A UAT will allow Illinois’ to develop a more consumer-centered LTSS system. Many individuals with LTSS needs require complex care and fall into more than one category across the current Medicaid HCBS waiver system. This means that consumers with mental health needs who are also 60 years or older must access two separate programs to have their needs meet: one in mental health and the other in aging. This makes it very challenging for consumers, and cumbersome and redundant for State agencies.

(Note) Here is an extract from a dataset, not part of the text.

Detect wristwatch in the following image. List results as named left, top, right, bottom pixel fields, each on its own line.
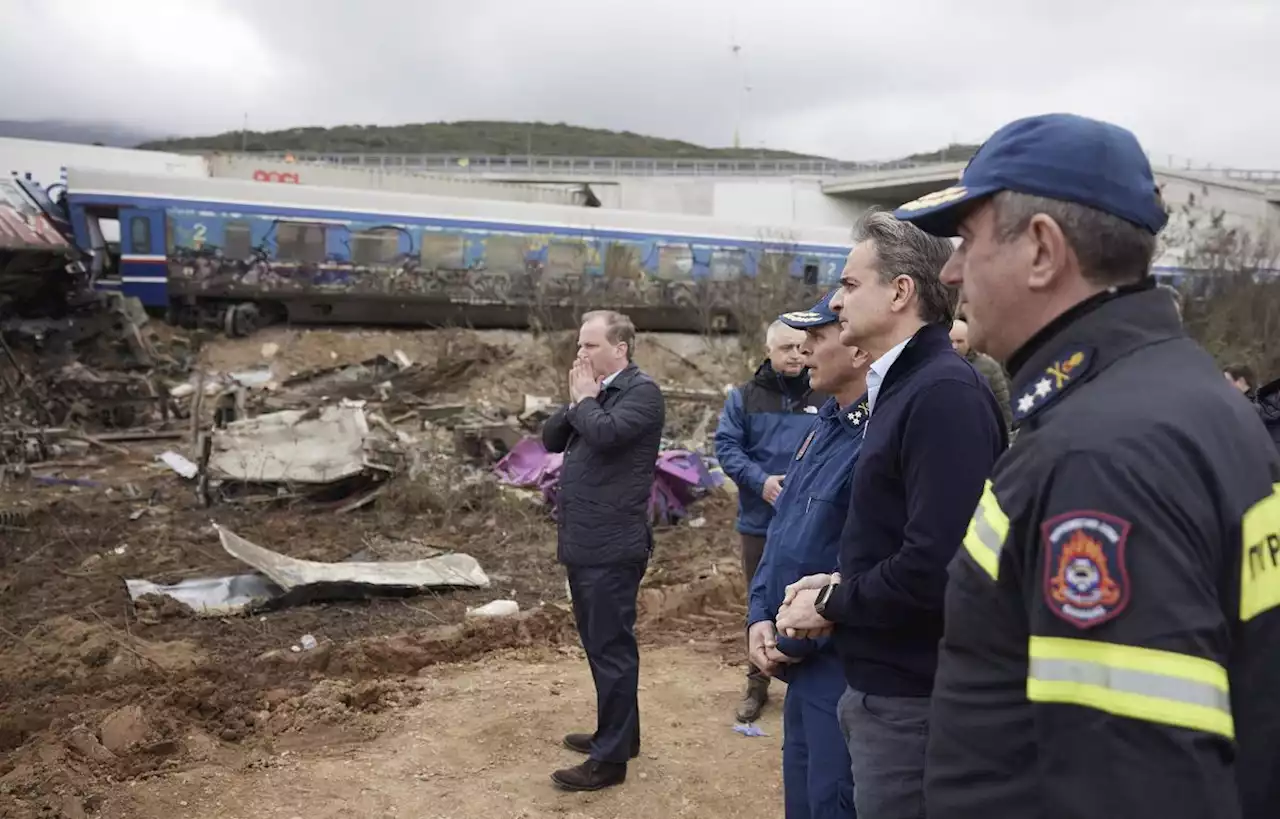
left=814, top=581, right=838, bottom=618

BIP is intended to fix this, to ease access to LTSS in a more timely and appropriate way.
Further, Illinois is also replacing the 30-year old COBOL-based system that is currently in use to determine eligibility for: Medicaid, the Supplemental Nutrition Assistance Program (SNAP, formerly ‘food stamps’), Temporary Assistance for Needy Families program (TANF), and the new Health Benefits Exchange, or Marketplace, required by the ACA. The new Integrated Eligibility System (IES) is branded as Application for Benefits Eligibility, or ABE.
What all of this means for professionals and consumers is that Illinois is moving towards a system that will significantly streamline the determination of eligibility process for a variety of different programs, including LTSS. Part of this systemic upgrade includes ensuring better Information Technology (IT) integration and easier access to data about these publicly funded programs across population types.
Stay Tuned as Illinois Continues to Balancing LTSS in Favor of HCBS
As Illinois implements BIP and its other LTSS balancing programs, the State’s goal is to develop a new HCBS infrastructure that is consumer driven and easy to access and navigate. We look forward to reporting back as consumers across the State find it easier to live and receive care in their homes and communities.